L'OS ET L'ARÊTE du Bouche à Oreille n°88 Déc 2013

VALSE DRACÉNOISE DU RESTAURATEUR CORPORATISTE

L’autre jour, j’ai vécu un gentil moment à table dans un restaurant de Draguignan, le MB2. Après effeuillage rapide du journal pendant mon repas, je le restitue avec un grand sourire au taulier. Qui me remercie avec ce commentaire:

“ya rien qui vous a choqué dans Var-Matin?” qu’il m’envoie l’air taquin

-“beuh non, rien de spécial comme tous les jours, juste les chiens écrasés” réponds-je platement.

-“et ben ya pas d’économie dans le journal!” qu’il déflagre dans un souffle de révolte retenue.

Comme je suis curieux de nature et que mon emploi du temps de cobaye à plein temps m’autorise à quelques souplesses d’horaires malgré un agenda aussi chargé que mon foie, j’invite le dab à s’asseoir, vous prenez un café, il accepte.

Dans le confort de mon anonymat, on a échangé, discuté au moins 45 minutes. Non que je fus intégralement en accord avec son propos comme quoi la France est le “théâtre d’un énorme gaspillage avec ses 60000 administrations”, que “les impôts sont très mal utilisés” et que “le Conseil Général du Var ramasse 4 milliards et redistribue 200 millions à cause des frais de structure”. Le développement et le schéma de pensée du bonhomme m’intéresse mais j’ignore totalement l’exactitude des chiffres avancés. J’ai en face de moi une sorte d’expert de la chose économique sûr de lui et de ses constats sur la société. Et moi, j’aime bien celui qui ne me ressemble pas et qui me dérange. Bref!

A la fin et toujours anonyme, j’ai questionné: “ça marche bien le restaurant? Vous êtes dans les guides? La fourchette? Tripadvisor? Le routard? Le petit futé?.. Le bouche à oreille?” En entendant “Bouche à Oreille” Monsieur Benichou (car il s’appelle Monsieur Benichou) tique un peu: “alors eux, c’est pas bien ce qu’ils écrivent et c’est vulgaire, ils ont méchamment critiqué Max Callegari du Logis du Guetteur aux Arcs, et c’est un ami”. Ajoutant avec une finesse que je ne mesurais pas à l’écoute de ses vérités proférées sur l’économie: “le bouche à oreille est un torche-cul!”. Rien que ça.

Que quelques restaurateurs en colère n’apprécient pas le Bouche à Oreille est plutôt une preuve de la bonne santé du journal. Qu’il soit un “torche-cul” selon sa fine analyse admettons, mais un “torche-cul” indépendant tout de même, Monsieur Bénichou! Pas de subventions pour le bào! On ne tape pas dans les poches du citoyen pour faire nos petites affaires, on n’est pas financé par les impôts!
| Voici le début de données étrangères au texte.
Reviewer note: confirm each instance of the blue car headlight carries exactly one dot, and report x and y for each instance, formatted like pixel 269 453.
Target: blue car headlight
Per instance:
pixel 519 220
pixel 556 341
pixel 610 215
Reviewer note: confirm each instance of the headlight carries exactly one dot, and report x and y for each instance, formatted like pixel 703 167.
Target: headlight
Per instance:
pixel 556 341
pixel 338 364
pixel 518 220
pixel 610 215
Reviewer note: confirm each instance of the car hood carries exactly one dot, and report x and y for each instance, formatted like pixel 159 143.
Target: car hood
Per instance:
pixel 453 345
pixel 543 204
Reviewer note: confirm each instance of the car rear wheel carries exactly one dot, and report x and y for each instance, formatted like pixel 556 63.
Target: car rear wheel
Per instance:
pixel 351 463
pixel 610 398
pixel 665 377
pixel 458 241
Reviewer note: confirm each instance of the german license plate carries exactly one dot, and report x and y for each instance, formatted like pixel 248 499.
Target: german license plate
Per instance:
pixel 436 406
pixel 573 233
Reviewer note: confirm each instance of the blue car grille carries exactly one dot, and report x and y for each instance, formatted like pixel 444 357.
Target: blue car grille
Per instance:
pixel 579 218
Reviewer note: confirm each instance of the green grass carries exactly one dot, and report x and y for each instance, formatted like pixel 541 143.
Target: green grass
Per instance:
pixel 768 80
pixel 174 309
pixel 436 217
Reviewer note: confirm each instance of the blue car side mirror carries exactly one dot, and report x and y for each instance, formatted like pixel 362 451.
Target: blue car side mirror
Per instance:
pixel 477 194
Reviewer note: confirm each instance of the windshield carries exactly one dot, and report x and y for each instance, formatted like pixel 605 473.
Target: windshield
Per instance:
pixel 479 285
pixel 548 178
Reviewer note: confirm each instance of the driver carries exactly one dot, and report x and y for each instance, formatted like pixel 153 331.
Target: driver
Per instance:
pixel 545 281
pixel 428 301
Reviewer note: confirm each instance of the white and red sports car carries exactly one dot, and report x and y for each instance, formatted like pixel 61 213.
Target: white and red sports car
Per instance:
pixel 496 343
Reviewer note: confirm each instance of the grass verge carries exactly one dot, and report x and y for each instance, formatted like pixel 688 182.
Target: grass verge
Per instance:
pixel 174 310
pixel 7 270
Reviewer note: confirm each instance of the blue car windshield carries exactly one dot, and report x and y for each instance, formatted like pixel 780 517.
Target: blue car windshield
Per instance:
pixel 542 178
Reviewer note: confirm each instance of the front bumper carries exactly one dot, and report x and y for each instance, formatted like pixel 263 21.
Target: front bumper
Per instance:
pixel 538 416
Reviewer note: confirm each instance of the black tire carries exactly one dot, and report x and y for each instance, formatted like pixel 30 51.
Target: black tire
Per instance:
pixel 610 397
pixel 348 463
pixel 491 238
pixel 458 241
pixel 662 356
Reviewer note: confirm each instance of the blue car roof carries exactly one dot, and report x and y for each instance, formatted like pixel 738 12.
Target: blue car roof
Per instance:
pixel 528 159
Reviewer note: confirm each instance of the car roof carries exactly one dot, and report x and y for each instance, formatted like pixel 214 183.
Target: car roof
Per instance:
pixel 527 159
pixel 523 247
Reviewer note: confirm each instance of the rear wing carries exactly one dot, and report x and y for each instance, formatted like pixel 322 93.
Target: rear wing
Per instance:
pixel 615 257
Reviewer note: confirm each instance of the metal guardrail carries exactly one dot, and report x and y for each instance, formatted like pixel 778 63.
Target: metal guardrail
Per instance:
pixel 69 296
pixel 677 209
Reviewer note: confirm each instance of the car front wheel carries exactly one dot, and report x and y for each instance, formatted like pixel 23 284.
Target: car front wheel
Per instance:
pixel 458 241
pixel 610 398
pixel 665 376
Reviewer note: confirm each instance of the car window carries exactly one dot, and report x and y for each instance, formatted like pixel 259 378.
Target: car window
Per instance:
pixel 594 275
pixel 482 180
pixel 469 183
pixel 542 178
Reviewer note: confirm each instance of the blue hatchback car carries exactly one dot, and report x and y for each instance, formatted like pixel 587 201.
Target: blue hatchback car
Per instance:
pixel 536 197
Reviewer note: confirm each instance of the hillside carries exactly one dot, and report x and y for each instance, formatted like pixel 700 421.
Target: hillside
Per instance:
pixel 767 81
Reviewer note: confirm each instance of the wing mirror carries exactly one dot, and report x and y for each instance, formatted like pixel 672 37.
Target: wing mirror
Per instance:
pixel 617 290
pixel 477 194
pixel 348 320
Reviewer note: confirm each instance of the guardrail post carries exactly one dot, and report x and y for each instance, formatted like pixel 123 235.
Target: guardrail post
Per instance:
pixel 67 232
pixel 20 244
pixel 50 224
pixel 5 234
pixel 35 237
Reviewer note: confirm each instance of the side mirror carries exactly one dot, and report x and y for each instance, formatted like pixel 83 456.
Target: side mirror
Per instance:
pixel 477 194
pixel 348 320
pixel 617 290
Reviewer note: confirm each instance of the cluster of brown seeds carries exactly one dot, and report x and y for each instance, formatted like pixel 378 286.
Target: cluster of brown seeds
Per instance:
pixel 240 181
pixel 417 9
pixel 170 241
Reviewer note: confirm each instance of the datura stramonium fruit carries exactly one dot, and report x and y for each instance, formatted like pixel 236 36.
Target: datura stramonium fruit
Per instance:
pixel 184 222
On se débrouille tout seul comme des grands depuis 23 ans! Juste de la sueur tous les jours et des abonnés toute l’année! C’est comme ça et on n’en tire aucune gloriole!

Sauf que notre expert en économie Monsieur Bénichou ne peut ignorer que son “ami Max Callegari” du Logis du Guetteur aux Arcs et tous ses copains du “club de la gastronomie du Var” ponctionnent l’impôt des varois pour financer leur association de restaurateurs en mal de reconnaissance et ce grâce à la complicité d’amis politiques! Hé ouééé… Via la branche “tourisme” du Conseil Général qui arrose la pantalonnade! Pendant 20 ans, les disparus Maitres-Restaurateurs varois auront siphonné la tirelire de la Chambre de Commerce et d’Industrie du Var! Des gueuletons entre restaurateurs aux frais de la princesse! Et hop! C’est reparti avec le “club de la gastronomie du Var”! Autrement dit Max Callegari du Logis du Guetteur aux Arcs, “l’ami” de Monsieur Benichou, est un criant exemple de la gabegie dénoncée crânement par lui-même!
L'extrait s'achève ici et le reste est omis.